Lange galt Homo sapiens sapiens als erste Menschenform, die sich künstlerisch betätigte. Neanderthaler hatten keinen Sinn für Dinge, die nicht unmittelbar für das Überleben wichtig waren, so schien es. Doch immer mehr Indizien deuten darauf hin, dass auch schon Homo neanderthalensis einen Sinn für Symbolik hatte.
Ein weiteres Indiz haben der Anthropologe Eugène Morin von der Trent University im kanadischen Peterborough und die französische Archäozoologin Véronique Laroulandie von der Université Bordeaux jetzt im Online-Fachmagazin PLoS ONE veröffentlicht. Die Wissenschaftler untersuchten Vogelknochen von mittelpaläolithischen Fundstellen in Südwestfrankreich. Bei Combe Grenal war aus einer 90.000 Jahre alten Schicht die Kralle eines Steinadlers ans Licht gekommen, die von einem Steinwerkzeug verursachte Schnittspuren aufwies. Das Zehenglied war zu einer Zeit vom Fuss des Vogels abgeschnitten worden, als der moderne Mensch noch nicht in diese Gegend Europas vorgedrungen war. Ähnliche Spuren zeigt auch eine andere Adlerkralle aus einer 40.000 Jahre alten Schicht in der Höhle von Les Fieux.

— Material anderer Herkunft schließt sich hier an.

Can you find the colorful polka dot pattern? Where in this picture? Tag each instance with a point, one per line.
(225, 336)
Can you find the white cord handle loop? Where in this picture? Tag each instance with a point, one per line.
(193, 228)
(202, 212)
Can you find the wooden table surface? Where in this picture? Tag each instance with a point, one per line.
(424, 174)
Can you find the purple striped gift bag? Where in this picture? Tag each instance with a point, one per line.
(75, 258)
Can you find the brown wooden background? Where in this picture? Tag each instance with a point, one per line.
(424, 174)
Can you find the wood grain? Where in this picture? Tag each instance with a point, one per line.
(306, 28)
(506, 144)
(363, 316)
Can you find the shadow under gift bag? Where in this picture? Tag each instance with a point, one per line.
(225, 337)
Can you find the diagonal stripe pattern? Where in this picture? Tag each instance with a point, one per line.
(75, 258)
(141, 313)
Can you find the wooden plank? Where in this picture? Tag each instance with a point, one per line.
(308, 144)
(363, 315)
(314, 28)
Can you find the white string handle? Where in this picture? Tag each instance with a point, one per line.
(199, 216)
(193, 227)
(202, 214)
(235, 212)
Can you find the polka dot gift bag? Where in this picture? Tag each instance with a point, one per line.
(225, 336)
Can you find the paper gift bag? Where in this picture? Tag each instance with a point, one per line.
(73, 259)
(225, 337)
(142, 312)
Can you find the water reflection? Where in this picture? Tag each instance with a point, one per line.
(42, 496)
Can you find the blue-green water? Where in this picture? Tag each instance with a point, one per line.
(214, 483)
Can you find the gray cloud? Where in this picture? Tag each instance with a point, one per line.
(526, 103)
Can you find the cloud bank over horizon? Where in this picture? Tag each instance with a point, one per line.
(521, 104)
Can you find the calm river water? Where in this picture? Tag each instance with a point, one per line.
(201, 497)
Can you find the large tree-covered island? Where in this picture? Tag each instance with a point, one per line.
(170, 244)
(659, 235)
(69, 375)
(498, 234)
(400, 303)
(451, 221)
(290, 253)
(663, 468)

Beim Vergleich mit anderen Vogelkochenfunden aus dem Mittelpaläolithikum fiel den Forschern auf, dass die weit überwiegende Zahl von Knochen mit Schnittspuren von Greifvögeln stammen. Und bei ausnahmslos allen Greifvogelknochen mit Schnittmarken handelt es sich um Flügel- und Fussknochen. Morin und Laroulandie vermuten daher, dass die Raubvögel eher nicht als Nahrung dienten, sondern deren Flügel und Krallen vielmehr symbolische Bedeutung für die Neanderthaler gehabt haben könnten.